Inventários locais indicam que mais da metade da cobertura coralínea de Bonaire já desapareceu nos últimos 20 anos, talvez para sempre. "Tenho pena dos mergulhadores que chegam aqui e acham isso lindo", diz o matemático Genady Filkovsky, que colabora com um projeto voluntário de monitoramento da água na ilha. "Só acham isso porque não viram como era antes."
O problema, segundo pesquisadores locais, é simples: poluição. Bonaire tem cerca de 14 mil habitantes (mais alguns milhares de turistas), nenhuma fonte de água potável e nenhuma estação de tratamento de esgoto. Toda a água usada na ilha é retirada do mar e dessalinizada para consumo humano.
Os efluentes são lançados em fossas, que são drenadas para um aterro público no interior da ilha, sem impermeabilização.
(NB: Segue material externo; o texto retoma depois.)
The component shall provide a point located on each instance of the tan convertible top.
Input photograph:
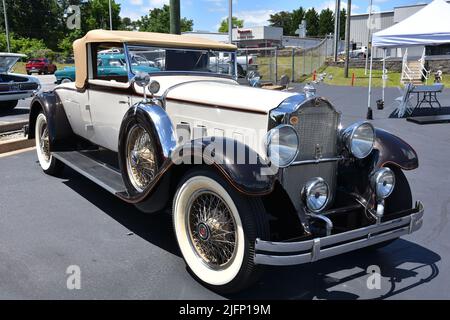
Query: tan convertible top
(133, 37)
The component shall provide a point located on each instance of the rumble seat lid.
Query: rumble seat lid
(226, 95)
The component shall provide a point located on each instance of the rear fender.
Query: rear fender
(60, 132)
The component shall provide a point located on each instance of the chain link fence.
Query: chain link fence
(296, 63)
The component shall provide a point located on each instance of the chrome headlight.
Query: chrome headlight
(282, 144)
(382, 182)
(359, 139)
(316, 194)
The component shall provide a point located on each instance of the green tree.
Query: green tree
(38, 19)
(237, 23)
(326, 22)
(282, 19)
(33, 48)
(158, 20)
(65, 46)
(96, 15)
(312, 23)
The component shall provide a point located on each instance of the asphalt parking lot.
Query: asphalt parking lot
(48, 224)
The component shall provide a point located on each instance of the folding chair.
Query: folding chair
(404, 104)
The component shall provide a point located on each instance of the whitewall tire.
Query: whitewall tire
(48, 163)
(216, 228)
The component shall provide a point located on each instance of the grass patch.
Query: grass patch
(362, 80)
(20, 67)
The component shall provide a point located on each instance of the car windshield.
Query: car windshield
(152, 59)
(7, 62)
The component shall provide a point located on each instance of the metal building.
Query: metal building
(359, 30)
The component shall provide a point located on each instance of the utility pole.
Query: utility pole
(6, 26)
(230, 21)
(369, 31)
(110, 15)
(175, 24)
(347, 37)
(337, 15)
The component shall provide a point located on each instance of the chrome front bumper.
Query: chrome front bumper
(293, 253)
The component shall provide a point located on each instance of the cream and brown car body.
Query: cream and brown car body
(314, 190)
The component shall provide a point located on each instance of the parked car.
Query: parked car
(108, 64)
(14, 87)
(40, 66)
(251, 177)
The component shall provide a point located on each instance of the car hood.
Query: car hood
(216, 93)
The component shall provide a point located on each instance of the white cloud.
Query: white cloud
(158, 3)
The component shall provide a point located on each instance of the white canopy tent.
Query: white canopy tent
(429, 26)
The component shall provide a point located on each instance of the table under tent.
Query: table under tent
(429, 26)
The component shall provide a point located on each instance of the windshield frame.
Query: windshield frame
(172, 73)
(8, 67)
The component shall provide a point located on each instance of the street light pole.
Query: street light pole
(110, 15)
(347, 37)
(369, 28)
(6, 26)
(230, 21)
(337, 15)
(175, 26)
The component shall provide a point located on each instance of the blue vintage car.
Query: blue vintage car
(109, 64)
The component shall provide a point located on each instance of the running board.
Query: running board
(96, 171)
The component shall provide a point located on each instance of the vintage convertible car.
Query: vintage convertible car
(252, 177)
(14, 87)
(109, 64)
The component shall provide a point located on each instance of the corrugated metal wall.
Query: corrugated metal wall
(359, 28)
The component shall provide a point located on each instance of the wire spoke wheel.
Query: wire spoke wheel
(212, 229)
(141, 159)
(44, 143)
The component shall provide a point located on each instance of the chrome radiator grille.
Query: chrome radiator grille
(317, 129)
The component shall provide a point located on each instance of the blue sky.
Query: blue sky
(207, 14)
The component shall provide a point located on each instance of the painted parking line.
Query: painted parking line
(12, 153)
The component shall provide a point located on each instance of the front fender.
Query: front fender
(248, 178)
(241, 166)
(391, 150)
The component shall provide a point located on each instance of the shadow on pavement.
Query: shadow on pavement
(154, 228)
(424, 111)
(13, 112)
(403, 264)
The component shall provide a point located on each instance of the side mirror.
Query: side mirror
(254, 79)
(142, 79)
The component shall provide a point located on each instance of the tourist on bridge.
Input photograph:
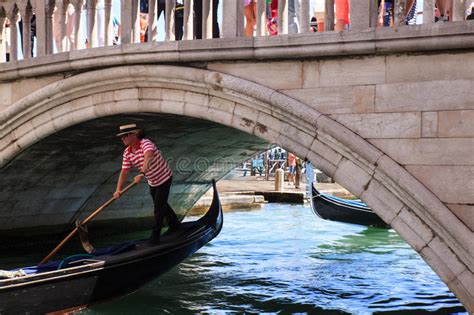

Inevitavelmente, o líquido penetra no solo poroso (de origem coralínea) e volta para o oceano. "A água sai do mar limpa e salgada e retorna suja e doce", resume Albert Bianculli, presidente da Fundação Seamonitor, responsável pelo projeto de monitoramento.
Em 1999, ondas de até 5 metros criadas pelo furacão Lenny danificaram gravemente os ecossistemas de águas rasas (até 10 metros de profundidade) de Bonaire. Em condições normais, os corais seriam capazes de se recuperar e recolonizar os recifes. Por causa dos "nutrientes" lançados na água pelo esgoto (principalmente fósforo e nitrogênio), porém, quem tomou conta do lugar foram as algas.
"Corais são animais que gostam de águas claras, com muita luz e poucos nutrientes", explica a bióloga Rita Peachey, da Estação de Pesquisa CIEE, há três anos em Bonaire. Ela explica que o esgoto funciona como um fertilizante para as algas, que crescem muito mais rápido do que os corais: 1 centímetro por semana, versus 1 centímetro por ano.
Uma vez que as algas se fixam no recife é quase impossível despejá-las enquanto houver excesso de nutrientes na água. "A alga vence sempre", diz Bianculli. Os corais acabam marginalizados e encurralados em sua própria casa.
O problema é exacerbado pela ausência do ouriço preto de espinho longo (Diadema antillarum), espécie que era o principal herbívoro dos recifes caribenhos até 1983, quando foi quase exterminada por um evento de mortandade em massa. Sem os ouriços, sobraram só os peixes-papagaios para comer as algas que competem com os corais. "Se não fosse por esses peixes, estaríamos em sérios apuros", diz Rita.
Outra pista do desequilíbrio ambiental em Bonaire é a proliferação do caramujo língua-de-flamingo, um molusco que se alimenta de gorgônias e outros tipos de corais "moles" (parecidos com plantas). Segundo Rita, até alguns anos atrás, um mergulhador ficava feliz de ver dois ou três desses belos moluscos durante um mergulho. Agora, é fácil encontrar 30 ou até mais animais devorando um mesmo coral. A causa mais provável é o sumiço dos predadores naturais do caramujo, como as garoupas, cujas populações diminuíram drasticamente por causa da sobrepesca.
Quem anda marcando presença em Bonaire nos últimos meses é um outro predador, de origem asiática: o peixe-leão. Muito bonito, muito agressivo, e muito indesejado. Trata-se de uma espécie invasora, provavelmente trazida pela água de lastro de navios e que, se não for controlada, poderá ser transformar numa praga.
Nenhum desses problemas é exclusivo de Bonaire. Pelo contrário, a ilha é classificada como uma das mais "saudáveis" do Caribe. Um mau presságio para os recifes que garantem a sobrevivência de milhões de peixes e pessoas na região.